A push-broom-resembling dog and his mostly-animal friends must save the world from an evil, weirdly shaped villain in Doogal, a movie destined to be a late-night favorite of potheads everywhere.

Because Doogal makes no sense if you’re not high. I’m not sure it would make much sense if you were high, but anything has to be an improvement on the bizarre blend of preschool programming pacing, circus-colored visuals and frenzied pop-culture-scatting, primarily by Jon Stewart, who voices the wizard. And about that wizard. While the movie contains recognizable human and animal characters, the wizards — of which there are a good one and a bad one — are these odd jack-in-the-box-without-a-box-type spring-with-a-head-and-torso things. “Why are the wizards springs?” was one of the questions I returned to several times in the movie, especially during the times when the film slowed to a glacial crawl so the characters could talk about friendship or engage in the world’s slowest fight scene with a bunch of skeletons.

Doogal (Daniel Tay) is a candy-addicted, accident-prone dog who is also the best friend of a little girl named Florence (Kylie Minogue).
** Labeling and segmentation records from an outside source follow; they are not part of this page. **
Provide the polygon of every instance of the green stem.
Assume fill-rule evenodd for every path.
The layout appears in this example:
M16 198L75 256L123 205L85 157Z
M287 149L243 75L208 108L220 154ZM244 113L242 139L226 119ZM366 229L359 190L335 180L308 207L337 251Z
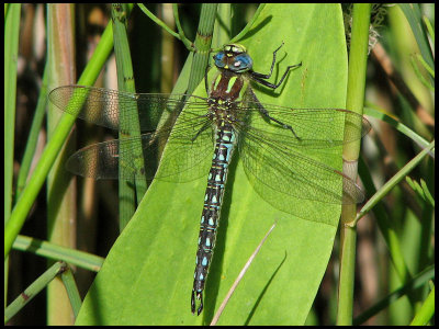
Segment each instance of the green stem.
M359 114L362 114L364 101L370 13L371 4L353 5L346 107ZM360 138L358 143L349 143L344 147L344 172L353 180L357 178L359 150ZM347 166L347 163L349 164ZM350 172L346 169L349 169ZM356 218L356 205L342 206L340 227L340 276L337 309L337 325L341 326L352 324L357 230L356 227L351 227L349 224Z

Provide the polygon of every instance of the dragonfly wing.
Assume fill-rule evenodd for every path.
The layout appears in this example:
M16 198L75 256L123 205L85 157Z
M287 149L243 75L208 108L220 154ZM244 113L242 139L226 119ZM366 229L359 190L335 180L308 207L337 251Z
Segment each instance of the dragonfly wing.
M188 106L175 125L155 133L94 144L72 155L67 169L94 179L154 177L167 181L191 181L205 174L213 140L212 128L201 109ZM205 129L203 129L205 128ZM199 135L196 136L196 133ZM196 136L196 138L194 138ZM142 147L142 152L136 151ZM167 156L161 157L167 149ZM134 155L142 155L135 157ZM158 163L160 171L156 173ZM123 166L123 173L119 169Z
M300 139L290 129L270 127L257 113L252 116L257 118L251 118L251 128L247 123L237 126L238 149L250 183L267 202L303 217L302 206L312 209L316 201L323 204L354 204L364 198L352 180L327 164L328 159L339 159L341 168L342 143L336 143L341 141L341 137L333 135L330 143L317 135ZM306 125L299 126L295 134L305 136L302 127ZM338 134L342 136L342 133ZM322 149L324 145L326 148ZM297 207L297 203L302 206Z
M290 145L295 143L299 147L309 149L358 140L371 128L365 117L342 109L291 109L246 102L240 111L251 112L251 126L264 131L268 136L278 140L284 138ZM295 141L291 140L291 136L296 137Z
M48 98L61 111L114 131L122 129L121 123L139 122L142 132L150 132L164 114L178 115L188 104L207 109L204 99L193 95L128 93L74 84L55 88Z

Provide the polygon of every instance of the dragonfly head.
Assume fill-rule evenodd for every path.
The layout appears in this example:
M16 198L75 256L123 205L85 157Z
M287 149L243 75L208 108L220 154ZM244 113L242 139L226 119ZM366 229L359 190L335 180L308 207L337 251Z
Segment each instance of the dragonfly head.
M254 61L247 54L246 47L239 44L224 45L223 50L213 56L218 69L243 73L251 70Z

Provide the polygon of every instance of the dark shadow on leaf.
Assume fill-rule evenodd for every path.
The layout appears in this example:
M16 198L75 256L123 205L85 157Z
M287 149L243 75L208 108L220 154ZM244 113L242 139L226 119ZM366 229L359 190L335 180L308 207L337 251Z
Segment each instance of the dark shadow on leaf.
M275 269L273 275L271 275L270 280L267 282L266 287L262 290L262 292L260 293L258 299L255 303L254 308L251 309L250 314L248 315L248 318L246 320L246 322L244 324L244 326L248 326L250 324L251 318L254 317L255 311L258 309L258 306L260 304L260 300L262 300L268 287L270 286L271 282L273 281L274 276L278 274L279 270L281 269L281 266L283 265L283 263L286 260L286 251L285 251L285 257L282 259L281 263L279 264L278 269Z

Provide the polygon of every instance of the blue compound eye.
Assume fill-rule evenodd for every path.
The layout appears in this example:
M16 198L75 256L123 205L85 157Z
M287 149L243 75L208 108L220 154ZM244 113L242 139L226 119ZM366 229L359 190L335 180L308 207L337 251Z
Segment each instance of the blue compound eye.
M248 56L247 54L236 55L234 59L235 59L234 64L229 67L232 71L244 72L250 70L251 67L254 66L251 57Z
M226 65L225 61L224 61L224 57L226 55L223 52L219 52L218 54L213 56L213 60L215 60L215 66L216 67L219 67L219 68L225 67L225 65Z

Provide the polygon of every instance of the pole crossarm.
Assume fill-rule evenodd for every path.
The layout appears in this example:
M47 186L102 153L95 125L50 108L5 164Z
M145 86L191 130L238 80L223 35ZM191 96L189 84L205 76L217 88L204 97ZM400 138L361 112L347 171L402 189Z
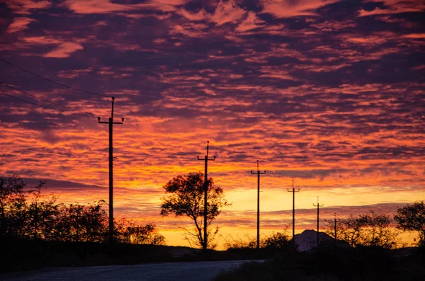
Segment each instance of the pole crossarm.
M198 160L201 160L205 161L205 173L204 173L204 236L203 236L203 243L202 245L202 249L204 253L207 252L207 246L208 246L208 231L207 231L207 217L208 217L208 210L207 210L207 198L208 198L208 161L215 161L215 156L212 158L208 158L208 151L210 150L210 141L207 141L207 154L204 156L203 159L200 158L198 156Z
M293 193L293 243L295 246L295 193L300 192L300 188L294 188L294 180L293 180L293 188L287 189L288 193Z
M261 171L259 167L259 161L257 159L257 171L251 171L251 175L257 175L257 248L260 248L260 175L266 174L266 171Z
M112 98L112 108L110 110L110 117L108 122L101 121L101 117L98 117L99 124L109 125L109 243L113 243L113 125L123 124L124 118L121 118L121 122L113 122L113 101Z

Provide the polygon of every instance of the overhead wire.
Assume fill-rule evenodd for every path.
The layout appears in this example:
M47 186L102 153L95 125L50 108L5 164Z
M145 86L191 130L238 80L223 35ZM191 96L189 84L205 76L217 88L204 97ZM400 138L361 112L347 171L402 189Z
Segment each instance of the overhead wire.
M46 106L46 105L38 104L38 103L33 103L31 101L23 100L22 98L18 98L17 96L9 95L9 94L6 93L4 93L3 91L0 91L0 93L1 93L2 95L4 95L4 96L7 96L9 98L14 98L14 99L18 100L18 101L23 101L25 103L30 103L30 104L32 104L32 105L34 105L40 106L40 107L43 108L50 109L52 110L58 111L58 112L62 113L69 113L70 115L79 115L79 116L84 116L84 117L89 117L90 118L92 117L92 116L90 116L90 115L86 115L86 114L70 113L70 112L67 111L67 110L61 110L57 109L57 108L50 108L49 106Z
M35 74L35 73L34 73L34 72L33 72L33 71L29 71L29 70L27 70L27 69L24 69L24 68L23 68L23 67L19 67L19 66L18 66L18 65L16 65L16 64L13 64L13 63L11 63L11 62L8 62L8 61L6 61L6 59L3 59L3 58L1 58L1 57L0 57L0 61L1 61L1 62L4 62L4 63L6 63L6 64L9 64L9 65L11 65L11 66L12 66L12 67L16 67L16 68L17 68L17 69L21 69L21 70L22 70L23 71L27 72L27 73L28 73L28 74L31 74L31 75L35 76L37 76L37 77L38 77L38 78L40 78L40 79L44 79L44 80L45 80L45 81L49 81L49 82L51 82L51 83L55 84L57 84L57 85L62 86L63 86L63 87L65 87L65 88L70 88L70 89L72 89L72 90L74 90L74 91L79 91L79 92L81 92L81 93L89 93L89 94L90 94L90 95L94 95L94 96L102 96L102 97L107 97L107 98L112 98L112 96L110 96L110 95L101 94L101 93L98 93L91 92L91 91L89 91L83 90L83 89L81 89L81 88L79 88L73 87L73 86L69 86L69 85L67 85L67 84L62 84L62 83L57 82L57 81L55 81L55 80L52 80L52 79L48 79L48 78L46 78L46 77L42 76L41 75L38 75L38 74ZM139 114L136 113L135 112L134 112L133 110L132 110L131 109L130 109L130 108L128 108L127 105L125 105L123 103L122 103L122 102L119 101L118 100L116 100L116 101L117 101L117 103L120 103L120 105L122 105L123 108L125 108L125 109L127 109L127 110L128 110L129 112L130 112L131 113L134 114L135 115L136 115L136 116L137 116L137 117L138 117L139 118L140 118L140 119L143 120L144 121L145 121L145 122L147 122L148 123L149 123L149 124L150 124L150 125L152 125L152 126L154 126L154 127L156 127L157 128L158 128L158 129L159 129L159 130L162 130L162 131L164 131L164 132L167 132L167 133L169 133L169 134L174 134L174 135L176 136L176 137L178 137L178 138L181 138L181 139L188 139L188 138L183 138L183 137L180 137L180 136L178 136L178 135L177 135L177 134L176 134L173 133L172 132L170 132L170 131L169 131L169 130L166 130L166 129L162 128L161 127L159 127L159 126L157 125L156 125L156 124L154 124L154 123L152 123L152 122L149 121L147 119L146 119L146 118L144 118L144 117L142 117L142 116L140 116Z
M57 106L60 106L60 107L65 108L65 109L67 109L68 110L76 111L76 112L80 113L74 114L74 115L81 115L81 116L86 116L86 117L96 117L96 115L95 115L93 113L90 113L92 115L86 115L85 113L82 113L81 111L77 110L75 108L69 108L68 106L62 105L60 105L59 103L55 103L53 101L48 101L48 100L46 100L46 99L38 97L37 96L33 95L32 93L26 92L26 91L23 91L23 90L21 90L21 89L19 89L19 88L18 88L16 87L14 87L14 86L13 86L11 85L7 84L1 81L0 81L0 84L3 84L3 85L4 85L4 86L7 86L7 87L8 87L10 88L12 88L13 90L18 91L19 91L21 93L25 93L26 95L30 96L32 96L34 98L37 98L38 100L46 102L46 103L49 103L53 104L53 105L57 105ZM65 112L65 111L61 110L61 112Z
M33 105L39 106L39 107L41 107L41 108L45 108L45 109L50 109L50 110L55 110L55 111L57 111L57 112L60 112L60 113L69 113L69 114L70 114L70 115L79 115L79 116L83 116L83 117L89 117L89 118L92 118L92 117L96 117L96 115L94 115L94 114L93 114L93 113L90 113L90 114L91 114L91 115L87 115L87 114L81 113L81 112L80 112L80 113L73 113L73 112L68 111L68 110L73 110L73 111L77 111L77 110L75 110L75 109L74 109L74 108L69 108L69 107L67 107L67 106L64 106L64 105L60 105L60 104L59 104L59 103L56 103L52 102L52 101L48 101L48 100L46 100L46 99L44 99L44 98L39 98L39 97L38 97L38 96L35 96L35 95L33 95L33 94L31 94L31 93L28 93L28 92L26 92L26 91L23 91L23 90L21 90L21 89L19 89L19 88L16 88L16 87L14 87L14 86L13 86L8 85L8 84L6 84L6 83L4 83L4 82L2 82L2 81L0 81L0 84L4 84L4 85L5 85L5 86L8 86L8 87L9 87L9 88L13 88L13 89L14 89L14 90L16 90L16 91L19 91L19 92L21 92L21 93L26 93L26 94L27 94L27 95L29 95L29 96L32 96L32 97L33 97L33 98L37 98L37 99L38 99L38 100L40 100L40 101L42 101L47 102L47 103L52 103L52 104L53 104L53 105L57 105L57 106L60 106L60 107L64 108L67 109L67 110L60 110L60 109L55 108L52 108L52 107L46 106L46 105L43 105L38 104L38 103L33 103L33 102L31 102L31 101L29 101L24 100L24 99L22 99L22 98L18 98L18 97L17 97L17 96L16 96L10 95L10 94L8 94L8 93L4 93L4 92L3 92L3 91L0 91L0 93L3 94L3 95L4 95L4 96L8 96L8 97L10 97L10 98L14 98L14 99L16 99L16 100L21 101L23 101L23 102L25 102L25 103L29 103L29 104L32 104L32 105ZM78 111L77 111L77 112L78 112ZM166 148L166 149L167 149L168 150L169 150L169 149L170 149L170 147L169 147L169 146L167 146L167 145L166 145L166 144L163 144L163 143L162 143L162 142L158 142L158 141L157 141L157 140L154 139L153 138L152 138L152 137L149 137L149 135L147 135L147 134L144 134L144 132L142 132L142 131L140 131L139 129L137 129L137 128L135 126L132 125L131 123L130 123L130 122L126 122L126 123L127 123L127 124L128 124L129 125L130 125L131 127L133 127L134 129L135 129L136 130L137 130L139 132L140 132L140 133L143 134L144 136L146 136L147 137L148 137L148 138L149 138L150 139L152 139L152 140L153 142L154 142L155 143L157 143L157 144L160 144L161 146L162 146L162 147L165 147L165 148ZM118 129L118 128L115 128L115 129L116 129L116 130L118 130L118 131L120 131L120 132L123 132L124 134L125 134L125 135L127 135L127 136L128 136L128 137L131 137L131 138L134 139L135 140L136 140L136 141L137 141L137 142L140 142L140 143L142 143L142 144L145 144L145 145L147 145L147 146L150 146L150 144L147 144L146 142L142 142L142 141L139 140L138 139L136 139L135 137L134 137L131 136L130 134L128 134L125 133L125 132L123 132L123 131L121 131L120 130L119 130L119 129ZM190 155L190 156L193 156L192 154L188 154L188 153L186 153L186 152L183 152L183 151L178 151L178 153L183 154L185 154L185 155Z
M94 95L94 96L103 96L103 97L108 97L108 98L110 98L110 97L111 97L110 96L108 96L108 95L105 95L105 94L102 95L102 94L100 94L100 93L94 93L94 92L91 92L91 91L89 91L82 90L82 89L81 89L81 88L75 88L75 87L73 87L73 86L72 86L66 85L66 84L62 84L62 83L57 82L57 81L55 81L55 80L52 80L52 79L48 79L48 78L43 77L43 76L42 76L41 75L38 75L38 74L35 74L35 73L34 73L34 72L33 72L33 71L29 71L29 70L27 70L27 69L23 69L23 68L21 67L18 67L18 66L17 66L16 64L12 64L11 62L8 62L8 61L6 61L6 59L2 59L2 58L1 58L1 57L0 57L0 61L1 61L1 62L5 62L5 63L6 63L6 64L9 64L9 65L11 65L12 67L16 67L16 68L17 68L17 69L21 69L21 70L22 70L23 71L25 71L25 72L29 73L29 74L31 74L31 75L34 75L35 76L37 76L37 77L38 77L38 78L41 78L42 79L44 79L44 80L45 80L45 81L48 81L49 82L54 83L54 84L57 84L57 85L62 86L63 86L63 87L65 87L65 88L70 88L70 89L72 89L72 90L74 90L74 91L79 91L79 92L82 92L82 93L89 93L89 94L90 94L90 95Z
One day while she is riding on a merry-go-round and via a chain of events too convoluted to explain Doogal accidentally releases the evil wizard Zeebad (Jon Stewart) from and freezes Florence and a bunch of other characters too minor to have memorable names into the merry-go-round. Freezing stuff is, apparently, Zeebad’s bag and he sets out to find the three diamonds that will somehow allow him to freeze the sun. (Why? Silly questions like “why freeze the sun” or “why was an evil wizard frozen in the merry-go-round” will only make this movie harder to get through.) The good wizard Zebedee (Ian McKellen, and I swear I’m not making these names up) tells the band of Doogal and company (a rocker bunny voice by Jimmy Fallon, a singing cow voiced by Whoopi Goldberg and the singing cow’s boyfriend, a snail voiced by William H. Macy) that they must find the diamonds before Zeebad does.
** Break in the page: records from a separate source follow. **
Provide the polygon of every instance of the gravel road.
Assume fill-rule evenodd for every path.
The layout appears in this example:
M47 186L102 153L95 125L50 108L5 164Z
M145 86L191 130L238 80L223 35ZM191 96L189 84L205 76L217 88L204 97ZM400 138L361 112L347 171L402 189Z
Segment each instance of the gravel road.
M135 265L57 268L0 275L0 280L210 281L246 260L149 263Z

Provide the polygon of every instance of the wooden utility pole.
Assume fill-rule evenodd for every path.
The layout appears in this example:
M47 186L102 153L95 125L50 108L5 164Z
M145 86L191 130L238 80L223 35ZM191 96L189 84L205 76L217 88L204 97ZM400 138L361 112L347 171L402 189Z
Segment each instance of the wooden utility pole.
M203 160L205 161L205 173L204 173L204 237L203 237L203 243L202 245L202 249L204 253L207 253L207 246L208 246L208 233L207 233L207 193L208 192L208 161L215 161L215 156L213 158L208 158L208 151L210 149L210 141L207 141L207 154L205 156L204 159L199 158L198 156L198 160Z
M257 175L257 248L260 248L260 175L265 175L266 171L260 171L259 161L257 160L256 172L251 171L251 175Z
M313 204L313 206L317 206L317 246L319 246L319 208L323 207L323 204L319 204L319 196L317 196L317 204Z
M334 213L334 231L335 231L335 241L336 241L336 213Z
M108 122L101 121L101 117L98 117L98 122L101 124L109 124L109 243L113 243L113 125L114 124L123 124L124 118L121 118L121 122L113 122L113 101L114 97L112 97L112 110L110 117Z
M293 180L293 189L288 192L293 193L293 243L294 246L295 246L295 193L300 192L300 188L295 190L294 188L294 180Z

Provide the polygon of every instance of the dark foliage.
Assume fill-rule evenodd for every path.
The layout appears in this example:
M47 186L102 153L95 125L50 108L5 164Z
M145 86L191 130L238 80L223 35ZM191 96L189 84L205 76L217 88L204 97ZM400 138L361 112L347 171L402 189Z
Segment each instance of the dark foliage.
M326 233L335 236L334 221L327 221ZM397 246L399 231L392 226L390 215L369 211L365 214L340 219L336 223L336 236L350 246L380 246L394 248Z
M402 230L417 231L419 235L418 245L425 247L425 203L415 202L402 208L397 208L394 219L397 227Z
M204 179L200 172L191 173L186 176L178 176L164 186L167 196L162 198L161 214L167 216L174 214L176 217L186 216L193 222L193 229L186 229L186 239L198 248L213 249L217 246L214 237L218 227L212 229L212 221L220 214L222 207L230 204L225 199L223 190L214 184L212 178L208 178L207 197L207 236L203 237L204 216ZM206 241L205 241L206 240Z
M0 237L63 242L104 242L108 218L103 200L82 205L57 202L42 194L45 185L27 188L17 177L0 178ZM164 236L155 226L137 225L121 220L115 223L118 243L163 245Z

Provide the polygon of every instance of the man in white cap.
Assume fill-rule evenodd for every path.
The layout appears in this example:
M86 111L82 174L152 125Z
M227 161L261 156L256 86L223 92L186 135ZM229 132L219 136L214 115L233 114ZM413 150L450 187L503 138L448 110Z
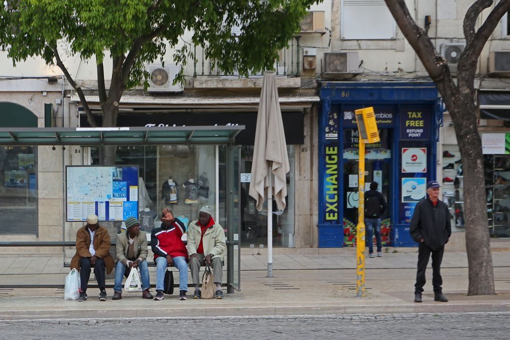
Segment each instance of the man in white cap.
M207 264L213 268L216 298L223 299L221 279L223 258L226 249L223 227L213 219L213 210L204 205L198 212L198 219L190 223L188 228L188 253L190 254L190 270L195 286L193 299L200 299L200 267Z
M108 230L97 223L93 214L87 217L87 224L76 233L76 253L71 260L71 268L80 271L81 286L79 301L87 300L87 288L90 278L90 268L99 289L99 300L106 301L105 289L105 270L110 274L113 269L113 258L110 255L110 234Z

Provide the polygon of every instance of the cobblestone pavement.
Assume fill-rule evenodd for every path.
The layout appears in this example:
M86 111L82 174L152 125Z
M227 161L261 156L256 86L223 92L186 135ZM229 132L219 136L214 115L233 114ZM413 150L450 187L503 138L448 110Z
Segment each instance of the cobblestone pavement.
M508 339L510 312L0 321L0 338Z

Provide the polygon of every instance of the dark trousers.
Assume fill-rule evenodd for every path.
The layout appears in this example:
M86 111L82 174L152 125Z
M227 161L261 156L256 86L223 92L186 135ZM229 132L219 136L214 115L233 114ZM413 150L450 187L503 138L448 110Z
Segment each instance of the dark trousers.
M422 293L423 286L426 282L425 271L428 264L428 258L432 254L432 285L434 287L434 293L442 293L443 279L441 278L441 261L443 260L443 253L444 246L439 249L432 249L425 245L424 242L420 242L418 250L418 271L416 273L416 283L415 284L415 294Z
M97 258L93 266L90 263L90 257L80 258L80 279L81 281L82 286L80 289L82 292L86 292L89 285L89 279L90 278L90 267L94 267L94 275L97 280L97 285L101 291L105 290L105 260Z

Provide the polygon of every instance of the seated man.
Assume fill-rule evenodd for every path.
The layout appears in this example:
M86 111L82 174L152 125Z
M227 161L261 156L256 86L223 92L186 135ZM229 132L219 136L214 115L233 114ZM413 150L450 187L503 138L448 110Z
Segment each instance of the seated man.
M71 260L71 268L80 271L81 280L79 301L87 300L87 287L90 278L90 267L99 286L100 301L106 301L105 290L105 269L108 274L113 269L113 258L110 255L110 234L106 228L97 223L97 216L87 217L87 224L76 233L76 253Z
M140 268L142 280L142 298L152 299L149 292L149 268L147 266L147 235L140 232L140 222L134 217L129 217L125 221L127 231L117 236L117 266L115 267L115 285L113 287L112 300L122 298L122 276L128 277L132 268ZM126 272L128 272L126 273Z
M204 205L198 212L198 219L188 227L188 252L190 255L190 269L195 286L193 299L200 299L200 267L209 264L213 268L214 283L216 284L216 299L223 299L221 278L223 258L226 244L223 227L214 222L212 210Z
M188 292L188 251L181 239L186 226L178 219L174 218L169 209L164 209L161 226L155 228L150 234L150 243L156 263L156 297L155 301L165 298L165 272L168 266L179 270L179 300L186 300Z

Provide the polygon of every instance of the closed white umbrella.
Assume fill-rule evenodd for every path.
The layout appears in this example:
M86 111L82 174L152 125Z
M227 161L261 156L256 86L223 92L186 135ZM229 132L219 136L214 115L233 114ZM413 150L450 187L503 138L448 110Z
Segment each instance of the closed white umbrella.
M257 200L259 211L262 210L267 197L267 276L269 277L273 276L273 197L278 209L283 211L286 205L286 176L290 169L274 72L267 71L264 75L257 114L249 195Z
Off they go on their journey, with Zeebad chasing them, all along cracking jokes so stale that it nearly broke my heart to hear them in Jon Stewart’s voice.
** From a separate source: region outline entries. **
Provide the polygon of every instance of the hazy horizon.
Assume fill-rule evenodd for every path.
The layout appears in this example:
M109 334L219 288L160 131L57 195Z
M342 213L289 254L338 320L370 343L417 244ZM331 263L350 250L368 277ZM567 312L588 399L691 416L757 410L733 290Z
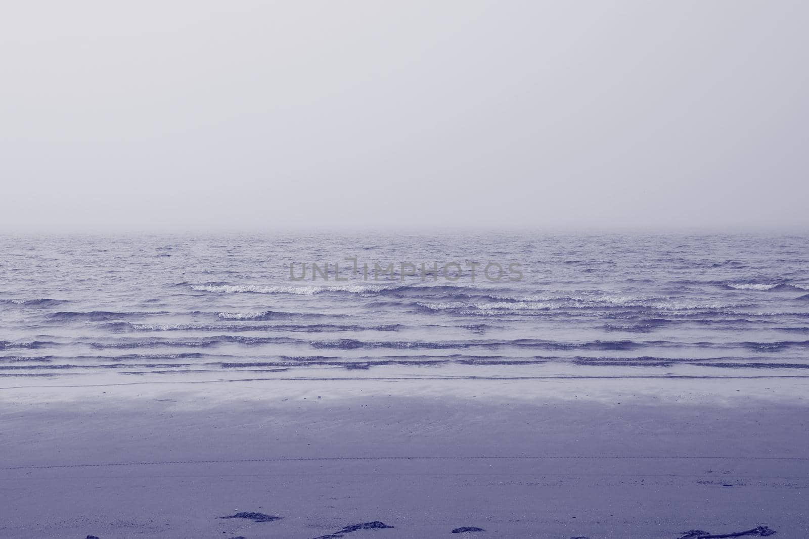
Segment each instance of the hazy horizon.
M807 15L17 3L0 227L807 231Z

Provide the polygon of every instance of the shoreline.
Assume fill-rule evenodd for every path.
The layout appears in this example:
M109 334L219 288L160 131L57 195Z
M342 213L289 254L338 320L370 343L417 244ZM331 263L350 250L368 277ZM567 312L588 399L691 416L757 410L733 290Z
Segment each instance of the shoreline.
M803 539L809 429L795 381L735 398L686 381L656 399L637 382L578 398L581 380L547 382L579 384L551 397L491 380L455 393L434 381L6 387L0 535L312 539L380 521L393 528L349 537L761 525ZM240 512L283 518L219 518Z

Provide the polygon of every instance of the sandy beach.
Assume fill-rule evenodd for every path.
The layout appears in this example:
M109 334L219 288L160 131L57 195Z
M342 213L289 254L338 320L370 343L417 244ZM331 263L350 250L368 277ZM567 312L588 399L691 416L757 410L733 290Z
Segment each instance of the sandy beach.
M799 378L108 381L3 379L0 536L809 528Z

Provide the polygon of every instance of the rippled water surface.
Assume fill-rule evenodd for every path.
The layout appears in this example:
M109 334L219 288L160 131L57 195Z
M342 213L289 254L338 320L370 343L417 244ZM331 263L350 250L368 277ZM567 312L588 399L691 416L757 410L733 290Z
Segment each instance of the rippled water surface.
M290 280L327 261L349 280ZM363 278L400 261L523 278ZM803 376L807 263L788 236L6 236L0 376Z

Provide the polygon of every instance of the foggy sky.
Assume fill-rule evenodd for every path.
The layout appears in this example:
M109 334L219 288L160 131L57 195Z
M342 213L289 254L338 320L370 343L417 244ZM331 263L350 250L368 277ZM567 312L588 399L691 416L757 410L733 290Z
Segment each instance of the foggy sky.
M9 2L0 226L807 229L807 15Z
I pick on Stewart primarily because I expect better of him but the lame asides and the moldy pop culture references come from all quarters. And then, just when you think you’re about to drown in all the unimaginative, hackneyed nonsense, a moose voiced by Kevin Smith shows up, delivers a line with no apparent connection to the story, and then farts. Repeatedly. Because there is no joke in Doogal that doesn’t get run straight into the ground.

Apparently, this film is the movie-tie in of some British television show that had much of its dialogue recast for the U.S. market. This explains some, though not all, of the wall-to-wall strangeness of this movie. It doesn’t begin to explain the melted-box-of-crayons look of the film or why the creators couldn’t, in their cross-Atlantic translation, cut a good 30 minutes from the flick. After all, the four-year-olds and stoners this movie will likely appeal to are not known for their long attention spans.